The pace dawdles a little at times, but Einsiedel’s dogged commitment to documenting their hike – even bringing a full camera crew along for the ride – allows him to capture some tender human moments, especially with fellow hikers, many of whom have their own tragic backstories.
Though the crew is rarely spotted throughout the film, their presence is always in the back of the mind, and provokes the feeling we’re watching something almost unbearably personal that most families wouldn’t dare wish to broadcast to the world. That this entire family can bare themselves so raw with cameras in such close proximity is almost distracting in its strangeness.

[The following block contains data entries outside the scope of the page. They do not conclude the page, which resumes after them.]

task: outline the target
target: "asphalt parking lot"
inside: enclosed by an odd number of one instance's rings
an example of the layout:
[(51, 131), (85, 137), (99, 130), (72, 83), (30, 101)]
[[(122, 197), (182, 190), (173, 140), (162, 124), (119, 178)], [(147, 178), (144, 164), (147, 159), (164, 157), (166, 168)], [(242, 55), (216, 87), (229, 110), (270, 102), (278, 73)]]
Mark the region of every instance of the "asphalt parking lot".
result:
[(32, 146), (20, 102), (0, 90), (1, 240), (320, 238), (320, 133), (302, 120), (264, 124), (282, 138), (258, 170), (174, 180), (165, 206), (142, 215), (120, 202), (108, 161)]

While director-subject Orlando certainly could’ve settled for a low-rent conception in the stead of creating a less intrusive filmmaking presence for his family, this is a surprisingly lavish production at times, with gorgeous drone shots of the British countryside evoking a borderline-cinematic feel, while aided by an ethereal musical score. Thanks to pin-sharp editing which makes judicious use of intimate home video footage, the film serves up just enough visual diversity amid the central stroll.
This is clearly a far more personal and lower-stakes offering than Einsiedel’s previous films, but it makes an undeniably potent statement about our collective responsibility as humans to break down the stigma surrounding mental health issues. A telling scene where a family friend says he doesn’t talk to people about his dad, who died to suicide, for fear of making them uncomfortable really hits the nail on the head.
If there’s any closing message, it’s a simple yet effective and life-affirming one; the scars that suicide leaves behind never fully heal, but expressing oneself is crucial in helping normalise discussion of a most pervasive killer of men. This heartbreaking, introspective doc makes a passionate plea for a more open dialogue surrounding mental illness.